OPINION: Dan Snyder’s NFL legacy: An owner who did wrong at every turn

Between 2009 and 2015, an additional $44.49 million of ticket, parking, license and other revenues originally identified as holding NFL-related revenues appears to have been transferred to non-shareable special events accounts, the report said.

Witness recollections were corroborated by contemporaneous emails that “reflect recognition of wrongdoing.” A senior executive replied “its [sic] fine” to redirecting revenues into non-shareable streams.

The report stated: “Employees knew this was not right, we were told, but senior executives seemed to excuse the Club’s deliberately underreported revenue to the League because ‘it’s the NFL’ and not the government.”

Included in the report was evidence of a senior employee emailing the CFO “if the NFL had a jail … we’d be in it.”
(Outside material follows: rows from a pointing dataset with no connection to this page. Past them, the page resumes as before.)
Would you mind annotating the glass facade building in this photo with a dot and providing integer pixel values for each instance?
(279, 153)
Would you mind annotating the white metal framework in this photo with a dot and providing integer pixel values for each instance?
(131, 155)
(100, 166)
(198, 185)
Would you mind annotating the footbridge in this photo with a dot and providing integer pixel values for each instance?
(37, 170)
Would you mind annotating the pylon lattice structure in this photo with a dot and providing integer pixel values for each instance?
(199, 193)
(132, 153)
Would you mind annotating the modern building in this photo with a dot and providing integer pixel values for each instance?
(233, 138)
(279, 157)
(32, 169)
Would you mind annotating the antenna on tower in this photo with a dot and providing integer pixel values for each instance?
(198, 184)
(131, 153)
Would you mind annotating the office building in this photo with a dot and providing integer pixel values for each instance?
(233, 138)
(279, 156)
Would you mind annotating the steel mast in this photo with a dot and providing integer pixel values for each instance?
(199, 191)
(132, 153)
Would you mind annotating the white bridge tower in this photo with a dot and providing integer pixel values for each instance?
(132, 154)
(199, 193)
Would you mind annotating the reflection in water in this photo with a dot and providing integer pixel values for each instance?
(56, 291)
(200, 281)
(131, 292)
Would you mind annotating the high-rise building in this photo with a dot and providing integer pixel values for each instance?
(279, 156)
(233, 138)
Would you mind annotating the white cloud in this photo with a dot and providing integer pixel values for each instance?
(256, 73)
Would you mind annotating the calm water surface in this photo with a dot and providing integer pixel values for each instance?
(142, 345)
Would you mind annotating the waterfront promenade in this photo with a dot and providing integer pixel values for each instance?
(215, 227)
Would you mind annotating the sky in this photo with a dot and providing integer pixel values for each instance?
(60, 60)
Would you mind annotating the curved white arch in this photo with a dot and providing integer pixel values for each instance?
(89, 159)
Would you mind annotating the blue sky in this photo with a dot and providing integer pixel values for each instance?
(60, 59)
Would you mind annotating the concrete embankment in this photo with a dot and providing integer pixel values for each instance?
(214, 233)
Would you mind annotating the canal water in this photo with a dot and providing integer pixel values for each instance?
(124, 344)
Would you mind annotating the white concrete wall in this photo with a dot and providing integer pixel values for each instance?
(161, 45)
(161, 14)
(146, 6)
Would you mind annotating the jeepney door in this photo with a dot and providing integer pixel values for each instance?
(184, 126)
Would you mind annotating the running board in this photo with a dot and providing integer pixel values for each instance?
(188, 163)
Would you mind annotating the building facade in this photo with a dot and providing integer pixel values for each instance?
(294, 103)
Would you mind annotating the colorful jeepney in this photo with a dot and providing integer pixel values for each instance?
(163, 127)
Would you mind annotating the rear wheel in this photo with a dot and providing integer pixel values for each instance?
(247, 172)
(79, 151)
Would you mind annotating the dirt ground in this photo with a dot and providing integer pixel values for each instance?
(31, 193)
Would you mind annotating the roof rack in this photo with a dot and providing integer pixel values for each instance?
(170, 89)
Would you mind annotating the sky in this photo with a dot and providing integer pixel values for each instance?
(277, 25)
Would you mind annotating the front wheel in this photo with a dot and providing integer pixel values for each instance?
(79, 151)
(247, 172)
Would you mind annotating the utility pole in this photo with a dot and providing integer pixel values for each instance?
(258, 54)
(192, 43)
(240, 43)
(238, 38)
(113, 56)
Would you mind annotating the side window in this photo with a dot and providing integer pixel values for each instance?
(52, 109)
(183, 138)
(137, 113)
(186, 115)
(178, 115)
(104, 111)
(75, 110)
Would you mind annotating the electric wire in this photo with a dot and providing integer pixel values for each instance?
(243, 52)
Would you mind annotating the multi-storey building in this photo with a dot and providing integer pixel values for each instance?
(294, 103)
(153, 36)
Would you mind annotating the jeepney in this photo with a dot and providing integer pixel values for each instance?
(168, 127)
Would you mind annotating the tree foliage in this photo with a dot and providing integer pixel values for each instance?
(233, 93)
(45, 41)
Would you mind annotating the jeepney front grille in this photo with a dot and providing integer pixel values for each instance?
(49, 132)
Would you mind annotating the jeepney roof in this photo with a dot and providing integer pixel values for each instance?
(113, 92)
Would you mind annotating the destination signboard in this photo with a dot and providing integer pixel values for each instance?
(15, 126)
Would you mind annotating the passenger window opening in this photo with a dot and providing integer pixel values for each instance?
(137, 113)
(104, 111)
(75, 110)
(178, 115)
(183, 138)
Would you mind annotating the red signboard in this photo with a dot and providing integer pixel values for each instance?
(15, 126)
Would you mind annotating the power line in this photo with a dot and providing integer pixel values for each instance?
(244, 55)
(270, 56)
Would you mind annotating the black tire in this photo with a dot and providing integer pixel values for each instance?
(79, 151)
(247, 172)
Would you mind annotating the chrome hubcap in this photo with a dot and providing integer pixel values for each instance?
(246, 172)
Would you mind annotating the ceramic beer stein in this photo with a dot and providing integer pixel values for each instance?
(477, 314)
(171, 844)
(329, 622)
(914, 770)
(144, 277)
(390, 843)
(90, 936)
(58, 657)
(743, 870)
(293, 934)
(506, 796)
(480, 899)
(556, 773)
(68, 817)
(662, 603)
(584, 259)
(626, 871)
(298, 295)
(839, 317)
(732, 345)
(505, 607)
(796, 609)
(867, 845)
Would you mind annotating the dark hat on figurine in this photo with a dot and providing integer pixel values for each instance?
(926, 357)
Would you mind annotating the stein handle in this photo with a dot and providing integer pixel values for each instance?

White’s team was able to corroborate Friedman’s claims using documentary evidence, witness interviews admissions by the team. Per the available evidence, the investigation neither found nor ruled out that Snyder participated in the “improper shielding of revenues.”

Commanders did not pay fans back: report

For at least a decade, Washington failed to return security deposits for club or suite season ticket holders or remit unclaimed deposits. The club still holds $1.9 million in inactive accounts, according to the report. Investigators did not recommend further work in this part of the probe, however: “even if the Commanders did not share any revenue from security deposits taken into Club income from 1999 to present, the League would have been deprived of approximately $1.68 million in (Visiting Team’s Share) spread over 20 years.”

Snyder was in the middle of it all.

“Snyder, known for his hands-on management and close monitoring of the Club’s finances, was aware of and supportive of the Club’s efforts to minimize its revenue sharing obligations,” the report concluded.

How Commanders, Dan Snyder obstructed investigation

Repeatedly over the 23 pages, the report mentions the lack of cooperation from Washington and how their unwillingness impacted their findings.

Snyder rescheduled and canceled his interviews over a period of months, finally sitting for one on June 29. The team also denied all requests to speak to external auditors.

“With full information, this report may have drawn additional or different conclusions,” investigators wrote. “We are nevertheless confident that the findings are supported by the evidence obtained during the Investigation.”

How was Mary Jo White report different from Beth Wilkinson investigation?

White, a former head of the Securities and Exchange Commission, was appointed to lead the investigation with her colleagues from law firm Debevoise & Plimpton in February 2022, shortly after Johnston’s testimony.

“We appreciate the diligence, thoroughness and professionalism of Ms. White and her team throughout this process,” Goodell said.

It was the second time the league assigned someone to look into Snyder and Washington for malevolent workplace culture. In 2020, the team hired Beth Wilkinson to look into the matter before the league

The key difference between the White and Wilkinson probes is the existence of a written report. Wilkinson’s findings were presented orally and not released publicly.